By Tim Carrithers, Photography by Bimota

The Bimota badge has stood for many things since Valero Bianchi, Giuseppe Morri and some guy named Massimo Tamburini merged the first two letters of their last names to create it. Exclusivity. Individuality. Eccentricity. Joyous excess. The DB5S is all that. But if you hold your head just right and squint, there's a glint of sporting practicality in there too-more than you might expect from a $26,000 limited-production Italian wrist rocket. But like most adjectives, practicality is relative. Wielded with sufficient skill and the right inflection, it's surprisingly powerful. Especially when you're trying to coerce S. Claus into rolling one of these into your living room on Christmas morning.

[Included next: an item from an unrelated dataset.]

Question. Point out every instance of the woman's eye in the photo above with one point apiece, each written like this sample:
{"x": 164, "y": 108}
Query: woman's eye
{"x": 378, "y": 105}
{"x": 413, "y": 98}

Compared to a Diavolo Rosso or 1098R, it's a bargain. Okay, so it's also almost $10,000 more than a standard 1198 and not nearly as fast. Who cares? You'll meet a few dozen 1198s on any stretch of twisty pavement before seeing another DB5. Why? It's tragically underrated, and skewed toward the attainable end of any International Exotica Continuum. Most well-off sportbike fans cue up and go straight to the top of the food chain: DB7, DB6R, DB6 Delirio and maybe DB5R on a slow day at the office. That's sad, because to anyone lucky enough to have flung one through a series of bends, the simplest Bimota just might be the best.

It's all about balance. Ducati's venerable air-cooled 1078cc twin will not punt you into the next corner with the steam-catapult urgency of, say, a 1098R. But it will lay down a steady stream of midrange torque through the most deliciously convoluted corners on your map. When housed in Bimota's sharp-steering fusion of mitered steel tubes and billet-aluminum side-plates, the Desmodue lump turns that torque into enough cornering speed to leave infidels on overpowered Japanese literbikes wondering, "What was that thing?"

Slotting in just below the more warlike monoposto DB5R, the S evolved from Bimota's DB5 Mille. Weighing in at an alleged 392 pounds dry-19 lbs. heavier than the R-it comes with all the right stuff: fully adjustable 50mm Marzocchi fork followed by an Extreme Tech shock complete with remote spring-preload adjuster. On top of that, you have actual passenger accommodations. That's handy for carrying the occasional passenger, and crucial if said passenger's name appears next to yours on a joint checking account. Even if you never go farther than Starbucks two-up, one chunk of upholstered foam and two aluminum pillion pegs just might make the difference between deal and no deal when Santa's cursor comes to your name on the naughty/nice spreadsheet.